In a first, scientists have stumbled across a natural protein that follows a mathematical pattern of self-similarity called a fractal. The peculiar protein changes our understanding of self-assembly in nature and demonstrates the impressive potential of molecular evolution.
Fractals are a visual expression of a repeating pattern or formula that starts out simple and gets progressively more complex. These patterns can be found in nature, such as in the leaves of a fern or the spirals of a seashell. But fractals have never been seen at a molecular level. Until now.
“We stumbled on this structure completely by accident and almost couldn’t believe what we saw when we first took images of it using an electron microscope,” said the study’s first author, Franziska Sendker, in a statement.
“The protein makes these beautiful triangles and as the fractal grows, we see these larger and larger triangular voids in the middle of them, which is totally unlike any protein assembly we’ve ever seen before,” said Sendker, a postdoctoral researcher at Harvard Medical School and previously a researcher in evolutionary biochemistry at Germany’s Max Planck Institute.
The study’s results were published in the journal Nature on April 10.
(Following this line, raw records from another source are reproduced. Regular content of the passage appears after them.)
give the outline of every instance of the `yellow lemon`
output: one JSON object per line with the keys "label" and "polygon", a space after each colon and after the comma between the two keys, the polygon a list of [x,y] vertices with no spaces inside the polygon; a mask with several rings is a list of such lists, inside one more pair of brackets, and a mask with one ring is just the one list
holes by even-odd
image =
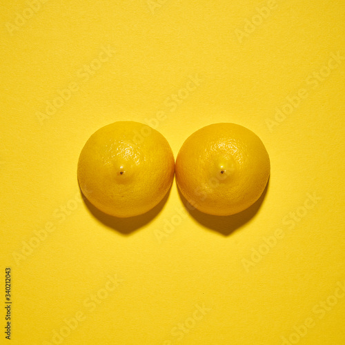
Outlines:
{"label": "yellow lemon", "polygon": [[141,215],[163,199],[174,177],[166,139],[148,126],[118,121],[95,132],[81,150],[78,181],[86,198],[108,215]]}
{"label": "yellow lemon", "polygon": [[190,135],[176,159],[176,181],[199,210],[230,215],[254,204],[270,176],[264,144],[235,124],[215,124]]}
The protein in question is a microbial enzyme, called citrate synthase, that is produced by a single-celled species of photosynthesizing bacteria. The enzyme itself is not rare—our bodies have their own version of citrate synthase that is involved in cellular energy production. However, this particular form of citrate synthase has a slightly different structure from our own, allowing it to spontaneously assemble into the unusual repeating pattern seen by the researchers.
Exactly why this protein evolved to produce this pattern is still unclear. In fact, the research team thinks that the infinitely intricate pattern may have formed by mistake.
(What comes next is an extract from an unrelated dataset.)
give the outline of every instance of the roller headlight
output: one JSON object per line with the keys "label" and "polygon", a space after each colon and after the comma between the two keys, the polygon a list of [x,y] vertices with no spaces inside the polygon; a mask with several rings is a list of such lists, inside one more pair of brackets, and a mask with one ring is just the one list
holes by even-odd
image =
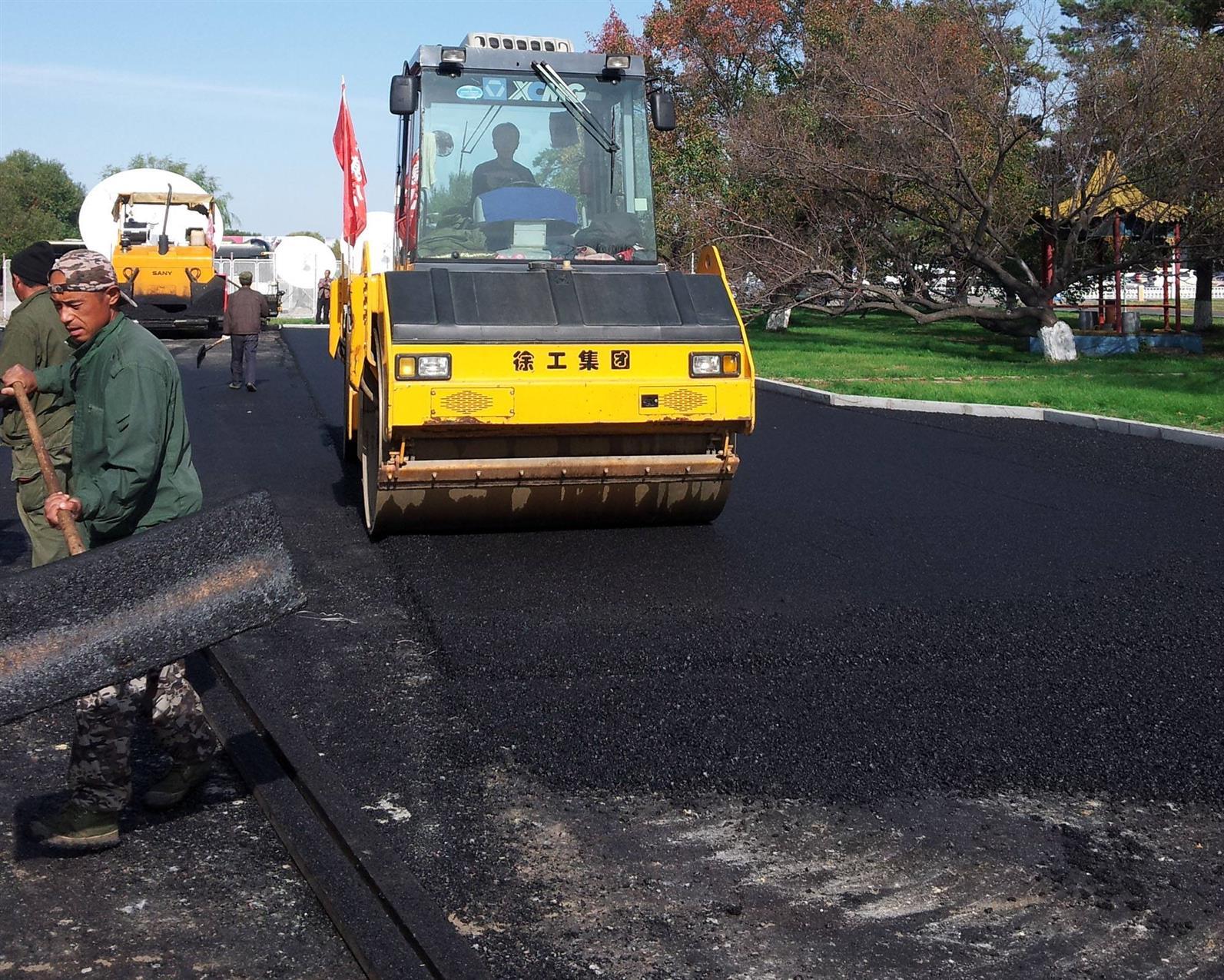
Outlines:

To study whether this unusual shape might have some evolutionary purpose, the team genetically manipulated the bacteria to prevent their enzymes from forming this fractal shape. Surprisingly, these genetically modified bacteria grew just as well under a variety of different conditions.
“This prompted us to wonder whether this might just be a harmless accident of evolution,” evolutionary biologist and study co-author Georg Hochberg said in a statement. “Such accidents can happen when the structure in question isn’t too difficult to construct.”
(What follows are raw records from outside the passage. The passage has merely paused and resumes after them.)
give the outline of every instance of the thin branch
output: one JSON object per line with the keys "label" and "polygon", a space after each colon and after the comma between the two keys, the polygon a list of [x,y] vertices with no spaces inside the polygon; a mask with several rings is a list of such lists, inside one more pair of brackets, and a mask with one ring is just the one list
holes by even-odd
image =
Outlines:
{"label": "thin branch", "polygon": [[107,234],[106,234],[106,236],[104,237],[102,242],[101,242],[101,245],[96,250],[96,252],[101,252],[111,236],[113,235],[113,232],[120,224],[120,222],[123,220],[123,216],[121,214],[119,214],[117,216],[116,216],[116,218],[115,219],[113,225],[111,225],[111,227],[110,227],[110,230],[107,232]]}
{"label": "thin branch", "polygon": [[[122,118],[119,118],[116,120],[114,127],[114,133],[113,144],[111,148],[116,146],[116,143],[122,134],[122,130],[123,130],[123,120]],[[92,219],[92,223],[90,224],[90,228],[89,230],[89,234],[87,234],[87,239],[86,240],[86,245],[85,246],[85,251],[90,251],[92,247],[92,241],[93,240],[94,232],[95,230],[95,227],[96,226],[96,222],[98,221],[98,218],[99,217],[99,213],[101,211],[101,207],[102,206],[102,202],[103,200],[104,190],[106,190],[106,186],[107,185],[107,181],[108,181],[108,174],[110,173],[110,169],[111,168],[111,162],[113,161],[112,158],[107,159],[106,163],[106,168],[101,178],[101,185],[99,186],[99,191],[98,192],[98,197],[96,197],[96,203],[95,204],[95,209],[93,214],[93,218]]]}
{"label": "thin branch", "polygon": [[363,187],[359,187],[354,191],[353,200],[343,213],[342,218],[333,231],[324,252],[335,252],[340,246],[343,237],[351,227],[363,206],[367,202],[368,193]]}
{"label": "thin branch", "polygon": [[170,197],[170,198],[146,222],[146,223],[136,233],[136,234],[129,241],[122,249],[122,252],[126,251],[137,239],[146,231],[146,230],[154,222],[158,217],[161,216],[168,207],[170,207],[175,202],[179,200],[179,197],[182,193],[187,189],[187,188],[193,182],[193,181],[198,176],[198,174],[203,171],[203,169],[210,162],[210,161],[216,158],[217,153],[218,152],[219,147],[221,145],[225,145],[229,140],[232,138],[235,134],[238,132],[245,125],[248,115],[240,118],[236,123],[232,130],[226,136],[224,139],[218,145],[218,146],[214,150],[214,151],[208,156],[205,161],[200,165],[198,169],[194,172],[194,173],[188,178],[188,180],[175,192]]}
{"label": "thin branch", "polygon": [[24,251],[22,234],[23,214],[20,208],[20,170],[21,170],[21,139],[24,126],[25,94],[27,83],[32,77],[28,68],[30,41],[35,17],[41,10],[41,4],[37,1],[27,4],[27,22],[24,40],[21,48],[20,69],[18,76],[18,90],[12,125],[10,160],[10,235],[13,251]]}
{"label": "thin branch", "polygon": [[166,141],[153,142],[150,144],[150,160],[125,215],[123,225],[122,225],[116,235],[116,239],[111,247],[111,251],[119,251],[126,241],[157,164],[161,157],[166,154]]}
He went on: “Although we can never be totally sure of the reasons why things happened in the past, this particular case does have all the trappings of a seemingly complex biological structure that just popped into existence for no good reason at all because it was simply very easy to evolve.”
The fact that something as complicated as a molecular fractal could emerge by accident through evolution suggests there may be more examples of these intricate patterns in molecular biology, hidden in plain sight.